What would be the best way to construct a DF from the below nested XML data?
Each "properties" element has three "property" elements nested containing the "name" and "value" of our data. I tried doing two for loops, pandas read_xml option, and a few other pieces but haven't quite gotten the nested logic figured out. My current approach below is closer, but does not keep the names and values together.
Using Python 3.7+ in Jupyter on windows
Sample XML Data:
<?xml version="1.0" encoding="utf-8"?>
<soap:Envelope
xmlns:soap="http://www.w3.org/2003/05/soap-envelope"

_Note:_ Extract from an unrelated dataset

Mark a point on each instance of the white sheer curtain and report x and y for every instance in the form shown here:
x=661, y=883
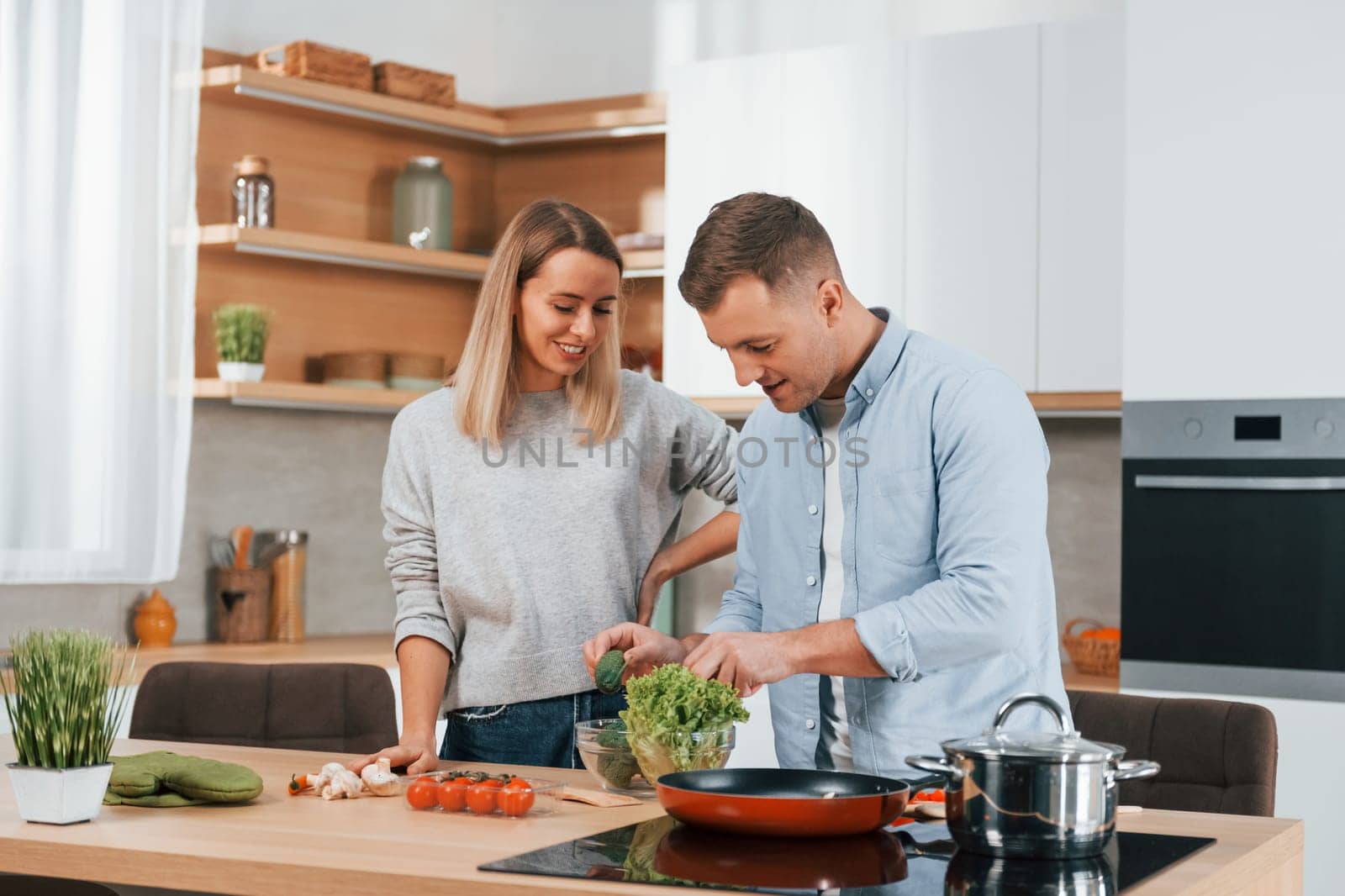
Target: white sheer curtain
x=98, y=111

xmlns:xsi="http://www.w3.org/2001/XMLSchema-instance"
xmlns:xsd="http://www.w3.org/2001/XMLSchema"
xmlns:wsa="http://schemas.xmlsoap.org/ws/2004/08/addressing"
xmlns:wsse="http://docs.oasis-open.org/wss/2004/01/oasis-200401-wss-wssecurity-secext-1.0.xsd"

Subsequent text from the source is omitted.